Power does not seem to be an issue with this design, though as mentioned in the process section AMD did take a hit in CPU performance in the high TDP range. With more tweaking of the process we can expect faster parts to be released down the line, but for the now the A10-7850K will be the top SKU for this introduction. Also, AMD will be offering these products in the 15 watt TDP range later on this year. That is a pretty significant range of TDPs for essentially a single design. AMD did disclose all of the power saving features, but they seem to be very comparable to what was introduced with Richland.
Definition of Compute Cores
AMD is coming out with a new description for cores with Kaveri. Compute cores were bandied about during the tech day, and they actually make a bit of sense. At CES, NVIDIA came out with their “192 core” Tegra K1, but that actually seems a bit of a misnomer as compared to how AMD is defining “cores”. Those Tegra cores are more akin to SIMD units than standalone cores. My understanding is that a single SMX unit could be considered a “compute core”.
On the other hand, AMD’s GCN compute clusters can be defined as cores in a more historical sense.
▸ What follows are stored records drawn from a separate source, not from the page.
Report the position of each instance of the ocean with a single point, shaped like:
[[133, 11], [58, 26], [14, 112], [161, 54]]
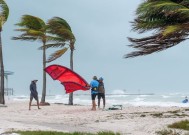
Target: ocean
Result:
[[116, 97]]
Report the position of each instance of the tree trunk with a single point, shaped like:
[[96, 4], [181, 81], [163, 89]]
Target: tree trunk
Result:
[[2, 99], [71, 67], [44, 75]]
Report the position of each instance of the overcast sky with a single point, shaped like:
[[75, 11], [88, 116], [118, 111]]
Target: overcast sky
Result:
[[101, 28]]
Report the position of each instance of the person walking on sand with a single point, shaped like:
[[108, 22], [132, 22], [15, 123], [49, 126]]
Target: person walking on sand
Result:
[[34, 93], [101, 92], [94, 91]]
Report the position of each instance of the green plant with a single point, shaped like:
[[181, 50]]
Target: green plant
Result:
[[167, 132], [184, 124]]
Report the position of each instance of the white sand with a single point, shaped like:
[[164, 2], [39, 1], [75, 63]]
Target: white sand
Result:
[[59, 117]]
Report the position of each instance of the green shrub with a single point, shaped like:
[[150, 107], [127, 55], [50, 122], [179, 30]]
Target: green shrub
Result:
[[167, 132], [184, 124]]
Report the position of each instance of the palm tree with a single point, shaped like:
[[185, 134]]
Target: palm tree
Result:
[[167, 19], [61, 29], [4, 13], [32, 29]]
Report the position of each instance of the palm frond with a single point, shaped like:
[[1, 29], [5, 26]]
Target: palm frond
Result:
[[4, 12], [55, 39], [57, 23], [168, 18], [55, 45], [32, 22], [57, 54]]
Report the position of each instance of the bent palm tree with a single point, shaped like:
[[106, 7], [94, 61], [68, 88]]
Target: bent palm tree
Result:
[[4, 13], [62, 30], [32, 29], [168, 19]]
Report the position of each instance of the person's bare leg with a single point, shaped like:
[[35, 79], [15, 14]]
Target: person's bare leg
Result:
[[94, 105], [104, 102], [98, 102], [30, 104], [38, 104]]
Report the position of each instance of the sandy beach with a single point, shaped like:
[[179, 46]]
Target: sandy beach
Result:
[[59, 117]]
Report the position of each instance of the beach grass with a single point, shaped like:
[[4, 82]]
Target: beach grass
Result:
[[184, 124], [62, 133], [167, 132]]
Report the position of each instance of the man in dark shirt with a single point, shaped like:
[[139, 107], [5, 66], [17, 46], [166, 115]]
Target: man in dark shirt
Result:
[[34, 93], [101, 92]]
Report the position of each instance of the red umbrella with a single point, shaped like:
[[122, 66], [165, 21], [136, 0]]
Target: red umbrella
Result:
[[71, 80]]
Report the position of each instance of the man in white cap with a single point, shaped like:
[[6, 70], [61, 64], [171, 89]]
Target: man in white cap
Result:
[[101, 92], [34, 93]]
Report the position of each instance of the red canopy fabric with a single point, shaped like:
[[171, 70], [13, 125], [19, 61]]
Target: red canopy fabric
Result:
[[71, 80]]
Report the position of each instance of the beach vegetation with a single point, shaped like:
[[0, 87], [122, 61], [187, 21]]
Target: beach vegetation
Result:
[[167, 24], [157, 114], [33, 28], [4, 13], [184, 124], [62, 29], [167, 132], [62, 133], [176, 111]]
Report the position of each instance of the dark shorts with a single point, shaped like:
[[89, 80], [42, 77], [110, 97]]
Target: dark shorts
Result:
[[93, 96], [101, 95], [32, 96]]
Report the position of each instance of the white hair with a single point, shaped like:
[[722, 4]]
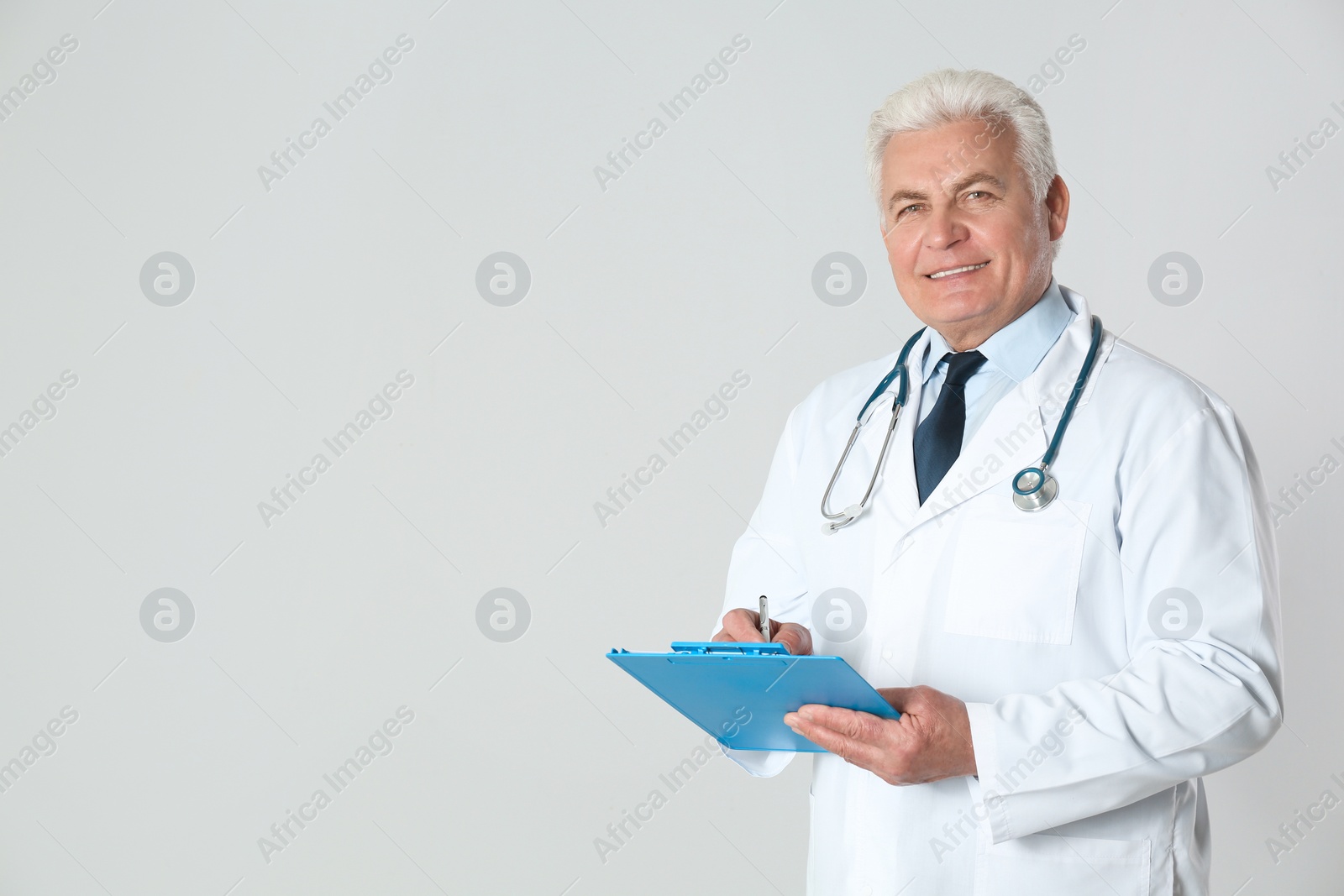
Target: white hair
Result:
[[951, 96]]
The top end APU has a total of 12 compute cores; 4 of them are the CPU cores in the Steamroller modules, while the other 8 are the GCN units. Each GCN unit contains 4 x 16 wide vector units (SIMD), a single scalar unit, branch and message unit, a scheduler, texture and texture fetch units, and a bunch of cache. Each GCN unit has around 146 KB of cache divided between vector registers, a scalar register, local data share, and L1 cache. It also has such basics as a program counter, which certainly fits in with their traditional definition of cores. Each GCN unit can theoretically assign new jobs/work to the CPU when needed. While you certainly can’t boot up an OS from a GCN core, it can do a significant amount of work independently from the CPU.